Blutverschmiert: Penthesilea, gespielt von Lea Thomes (vorn), führt als Königin das kriegerische Volk der Amazonen an. Eine starke Persönlichkeit war für diese Rolle gefordert.
Ganz demokratisch habe sich der Kurs Darstellendes Spiel der Klasse 12 des Louise-Henriette-Gymnasiums sowohl für das Stück als auch für die Besetzung entschieden. Nur ein wenig nachgeholfen habe Lehrer Achim Dawid, als er sagte, dass es in der Runde eine „Penthesilea“ gebe. Es habe keine passendere für die Hauptrolle geben können, als Schülerin Lea Thomes, erklärt der Lehrer. „Das Stück lebt von einer starken Protagonistin.“ So entschieden sich die Kursteilnehmer für das im Jahr 1909 erschienene Werk von Heinrich von Kleist.

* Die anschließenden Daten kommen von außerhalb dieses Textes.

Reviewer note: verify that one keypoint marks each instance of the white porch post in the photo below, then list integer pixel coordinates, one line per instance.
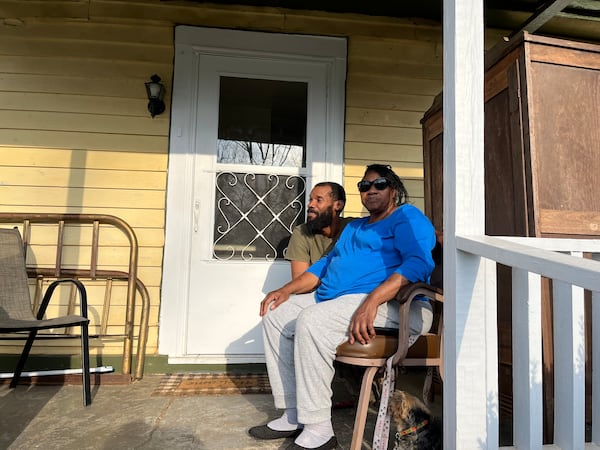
(470, 383)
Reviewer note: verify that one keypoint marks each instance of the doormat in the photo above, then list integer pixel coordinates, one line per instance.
(212, 384)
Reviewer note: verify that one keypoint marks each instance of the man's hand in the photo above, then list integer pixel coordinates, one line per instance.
(273, 300)
(361, 326)
(306, 282)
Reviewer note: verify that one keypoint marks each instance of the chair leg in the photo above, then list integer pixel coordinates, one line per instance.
(362, 408)
(427, 392)
(23, 358)
(85, 365)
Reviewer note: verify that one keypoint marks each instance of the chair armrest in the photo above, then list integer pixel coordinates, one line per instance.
(46, 300)
(409, 291)
(404, 297)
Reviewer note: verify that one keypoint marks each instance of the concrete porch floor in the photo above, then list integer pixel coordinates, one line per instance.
(129, 417)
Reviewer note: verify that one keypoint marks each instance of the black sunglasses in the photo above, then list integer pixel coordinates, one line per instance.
(379, 183)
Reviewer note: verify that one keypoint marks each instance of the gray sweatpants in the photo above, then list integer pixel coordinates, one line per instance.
(301, 337)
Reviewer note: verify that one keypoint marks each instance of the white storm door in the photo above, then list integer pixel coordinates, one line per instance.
(251, 132)
(251, 176)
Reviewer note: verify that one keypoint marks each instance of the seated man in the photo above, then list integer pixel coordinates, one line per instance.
(373, 258)
(315, 238)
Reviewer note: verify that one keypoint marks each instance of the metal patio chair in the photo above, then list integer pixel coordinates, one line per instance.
(16, 315)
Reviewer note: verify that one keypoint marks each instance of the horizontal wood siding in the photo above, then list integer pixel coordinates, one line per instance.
(76, 137)
(391, 83)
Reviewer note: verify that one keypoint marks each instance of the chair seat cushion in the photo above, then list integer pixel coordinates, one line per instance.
(385, 345)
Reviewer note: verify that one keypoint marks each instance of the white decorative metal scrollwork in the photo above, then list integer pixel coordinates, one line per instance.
(255, 214)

Am Sonnabend zur zweiten Aufführung ist es in der Schulaula still. Die Schüler stehen in weißer Kleidung im Dunkel. Eine junge Frau tritt an das von der Decke hängende Mikrofon und spricht: „Träume süß, schlafe sacht. In die dunkle Nacht.“ Das Spiel um Liebe und Hass beginnt.
Penthesilea, die Königin der Amazonen, deren Volk ausschließlich aus weiblichen Kriegerinnen besteht, duldet keine Männer. Sie bewahren sich den Brauch, im Kampf die Männer zu erobern, um sie nach dem Rosenfest voller Liebe und dem Zeugungsakt wieder in die Freiheit zu entlassen. Ein neues Gefühl spürt Penthesilea jedoch, als sie im Kampf um Troja gegen das Heer der Griechen auf Achill trifft. Ein intensives Spiel zwischen Annäherung und Zweifel, Lust und Misstrauen, Hingabe und Angst entsteht.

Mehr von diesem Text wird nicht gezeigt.